Jak podkreśla Krzysztof Nowicki, Chief Growth Officer z platformy TakeTask, problemem pozostaje to, że sprzątanie jest nadal nadzorowane w bardzo tradycyjny sposób. Spotykamy się z tym codziennie w placówkach największych sieci. Pracownicy mogą podpisywać się na papierowych formularzach bez wykonania danego zadania, głównie z powodu braku czasu. Zawsze ważniejsze jest dla nich obsługiwanie klientów przy kasach lub wystawianie towarów niż odkurzanie półek. Cyfryzacja procesów raportowania powinna usprawnić pracę personelu i wyeliminować niepotrzebne formalności. Jest to szczególnie istotne w dobie niedoborów kadrowych. Co więcej, służące do ww. celu aplikacje mobilne pozwalają na szybkie tłumaczenie wszelkich instrukcji i procedur w dogodnym języku. To z kolei jest ważne w przypadku zatrudniania obcokrajowców.
– Raport czystości już coraz częściej posiada formę elektronicznego potwierdzenia wykonanej usługi. Procentowo wskazuje poziom realizacji. Informuje też np. o technicznych problemach, które wystąpiły w sklepie.

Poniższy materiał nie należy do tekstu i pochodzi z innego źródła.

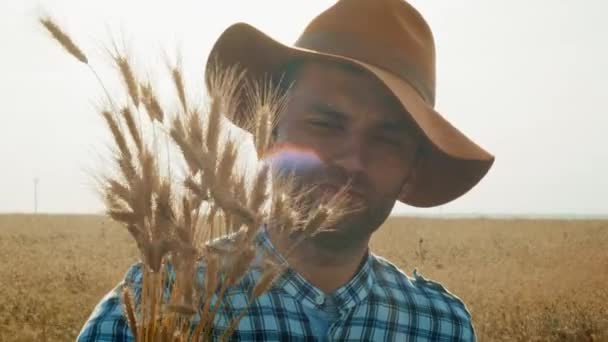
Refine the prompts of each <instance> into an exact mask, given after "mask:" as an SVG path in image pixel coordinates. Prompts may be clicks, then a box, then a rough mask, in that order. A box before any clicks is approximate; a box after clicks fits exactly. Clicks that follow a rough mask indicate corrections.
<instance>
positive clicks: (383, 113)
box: [293, 62, 408, 121]
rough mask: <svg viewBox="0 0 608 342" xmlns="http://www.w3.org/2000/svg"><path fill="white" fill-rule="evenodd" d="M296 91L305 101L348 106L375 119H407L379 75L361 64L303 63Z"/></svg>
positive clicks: (388, 119)
mask: <svg viewBox="0 0 608 342" xmlns="http://www.w3.org/2000/svg"><path fill="white" fill-rule="evenodd" d="M293 91H294V94H295V95H297V97H299V98H301V99H302V100H315V101H321V102H324V104H326V105H328V106H343V107H344V106H348V107H350V108H356V109H357V112H359V113H367V114H370V115H371V116H372V117H373V118H375V119H386V120H391V121H406V120H407V117H408V116H407V115H404V114H405V113H404V108H403V106H401V104H400V103H399V102H398V100H397V99H396V98H395V96H394V95H393V94H392V93H391V92H390V90H388V88H387V87H386V86H384V84H382V83H381V82H380V81H379V80H378V79H377V78H375V77H373V76H372V75H371V74H370V73H369V72H368V71H366V70H363V69H362V68H360V67H357V66H354V65H348V64H339V63H334V62H307V63H304V64H302V65H301V66H300V67H299V69H298V71H297V77H296V79H295V83H294V88H293Z"/></svg>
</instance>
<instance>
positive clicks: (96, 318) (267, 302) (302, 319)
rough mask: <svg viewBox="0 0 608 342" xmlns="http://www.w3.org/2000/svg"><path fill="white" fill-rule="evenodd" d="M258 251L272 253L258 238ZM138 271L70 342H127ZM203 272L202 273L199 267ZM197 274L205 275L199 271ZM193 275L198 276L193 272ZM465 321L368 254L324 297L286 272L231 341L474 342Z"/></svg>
mask: <svg viewBox="0 0 608 342" xmlns="http://www.w3.org/2000/svg"><path fill="white" fill-rule="evenodd" d="M256 242H257V243H258V244H259V246H260V247H261V248H260V249H259V250H263V251H266V252H268V251H270V252H271V253H274V254H275V256H276V257H278V258H279V259H281V260H282V258H281V257H280V255H278V253H277V252H276V251H275V250H274V248H273V246H272V243H271V242H270V240H269V239H268V236H267V234H266V233H265V232H262V233H261V234H259V236H258V238H257V240H256ZM141 267H142V265H141V263H138V264H135V265H133V266H131V268H130V269H129V270H128V272H127V273H126V275H125V279H124V280H123V282H122V283H121V284H119V285H118V286H117V287H116V288H114V289H113V290H112V291H110V292H109V293H108V294H107V295H106V296H105V297H104V298H103V299H102V300H101V302H100V303H99V304H98V305H97V306H96V307H95V309H94V311H93V313H92V314H91V316H90V317H89V319H88V320H87V322H86V323H85V324H84V326H83V328H82V330H81V332H80V334H79V336H78V338H77V341H80V342H84V341H133V340H134V339H133V335H132V334H131V331H130V329H129V327H128V325H127V320H126V318H125V315H124V313H123V308H122V303H121V297H120V288H121V285H122V284H128V285H130V286H132V288H133V289H134V291H135V292H136V293H137V292H138V291H139V290H141V279H142V269H141ZM201 267H204V266H201ZM200 270H201V272H204V271H203V270H202V268H200ZM199 273H200V272H199ZM260 275H261V272H260V269H259V268H256V267H252V268H251V270H250V271H249V272H248V273H247V274H246V275H245V277H244V278H243V279H242V280H241V281H240V282H239V283H238V284H237V285H236V286H235V287H234V288H231V289H230V290H229V291H227V293H226V297H225V300H227V301H228V303H229V304H230V305H229V307H230V308H231V309H232V310H219V311H218V315H217V317H216V319H215V330H214V334H215V335H214V337H215V338H217V337H219V336H221V334H222V331H223V330H224V329H226V328H227V327H228V326H229V323H230V321H231V320H232V318H233V317H234V316H236V315H237V314H238V313H240V312H241V311H242V310H243V309H244V308H245V307H246V304H247V299H248V297H249V293H250V291H251V288H252V285H253V284H255V282H256V280H257V279H259V277H260ZM475 340H476V337H475V331H474V328H473V325H472V322H471V316H470V314H469V312H468V310H467V308H466V306H465V305H464V303H463V302H462V301H461V300H460V299H459V298H458V297H456V296H455V295H453V294H451V293H450V292H448V291H447V290H446V289H445V288H444V287H443V286H441V285H440V284H439V283H436V282H433V281H430V280H427V279H425V278H423V277H422V276H420V275H418V274H417V273H416V272H415V271H414V276H413V277H408V276H407V275H405V274H404V273H403V272H402V271H400V270H399V269H398V268H397V267H396V266H394V265H393V264H391V263H390V262H388V261H387V260H385V259H383V258H381V257H379V256H377V255H374V254H373V253H371V252H370V253H368V256H367V258H366V260H365V261H364V263H363V265H362V267H361V268H360V269H359V271H358V272H357V274H356V275H355V276H354V277H353V278H352V279H351V280H350V281H349V282H348V283H347V284H345V285H344V286H342V287H341V288H339V289H338V290H336V291H335V292H333V293H331V294H325V293H323V291H321V290H320V289H318V288H316V287H315V286H313V285H312V284H311V283H310V282H308V281H307V280H306V279H304V278H303V277H302V276H300V275H299V274H297V273H296V272H294V271H293V270H287V271H286V272H285V273H284V274H283V276H281V277H280V278H279V279H278V280H277V282H276V283H275V285H274V286H273V287H272V288H271V289H270V290H269V291H267V292H266V293H265V294H263V295H261V296H260V297H258V298H257V299H256V300H255V301H254V302H253V304H252V305H251V306H250V307H249V308H248V309H247V311H246V313H245V315H244V316H243V318H242V319H241V321H240V324H239V326H238V328H237V329H236V331H235V332H234V335H233V336H232V338H231V341H475Z"/></svg>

To pozwala na bieżące weryfikowanie obecności personelu i jakości. Dodatkowo sieć otrzymuje drogą online informację o usterkach, jakie mogą mieć istotny wpływ na działanie całego obiektu. Można również historycznie sprawdzić efekty działań w danej lokalizacji lub w skali całego kraju – dodaje ekspert z Impel Facility Services.
Zdaniem Krzysztofa Nowickiego, papierowe rozwiązania powinny już dawno definitywnie odejść do lamusa. Elektroniczne metody mogą poprawić stan czystości w sklepach. Wykorzystując dane i algorytmy, każda sieć ma szansę w łatwy sposób zlecić precyzyjne czyszczenie nawet najmniejszej półki. W przypadku zbierania danych regularnie w formie cyfrowej wszystkie raporty trafiają bezpośrednio do centrali. Każda uprawniona osoba może szybko sprawdzić, kto czyścił regały danego dnia o konkretnej godzinie. Ponadto aplikacje mobilne ułatwiają przeszkolenie nowych pracowników.
– Procedury muszą mieć w miarę stały charakter, bez względu na to, czy są tradycyjne czy też nowoczesne. Wtedy są skuteczne. Chodzi o powtarzalność procesów i bezpieczeństwo. W dobie rozwoju nowych technologii przejście na elektroniczne raportowanie usługi staje się nie tylko przyszłością, ale wręcz teraźniejszością. Eliminuje niepotrzebne tworzenie papierowej dokumentacji. Jednocześnie pozwala na bieżącą ocenę pracy. Jestem przekonana, że już wkrótce pisemne potwierdzenia realizacji zadań lub samo ich zlecenie zostanie zastąpione jednym kliknięciem w smartfonie – zaznacza Anna Michałowska.
Ekspert z platformy TakeTask podsumowuje, że już zauważamy coraz więcej firm dokumentujących wykonanie czynności związanych z utrzymaniem czystości poprzez zrobienie zdjęcia. Przesyłanie go e-mailem czy komunikatorem jest jednak niezbyt komfortowe i tworzy niepotrzebny chaos komunikacyjny. Wykonanie fotografii dedykowaną aplikacją do procesów operacyjnych daje gwarancję dokładnego czasu pracy w określonej lokalizacji. Komputer nie dostarcza takich informacji. Natomiast geolokalizcja pracowników umożliwia szybkie przypisywanie zadań właściwym osobom.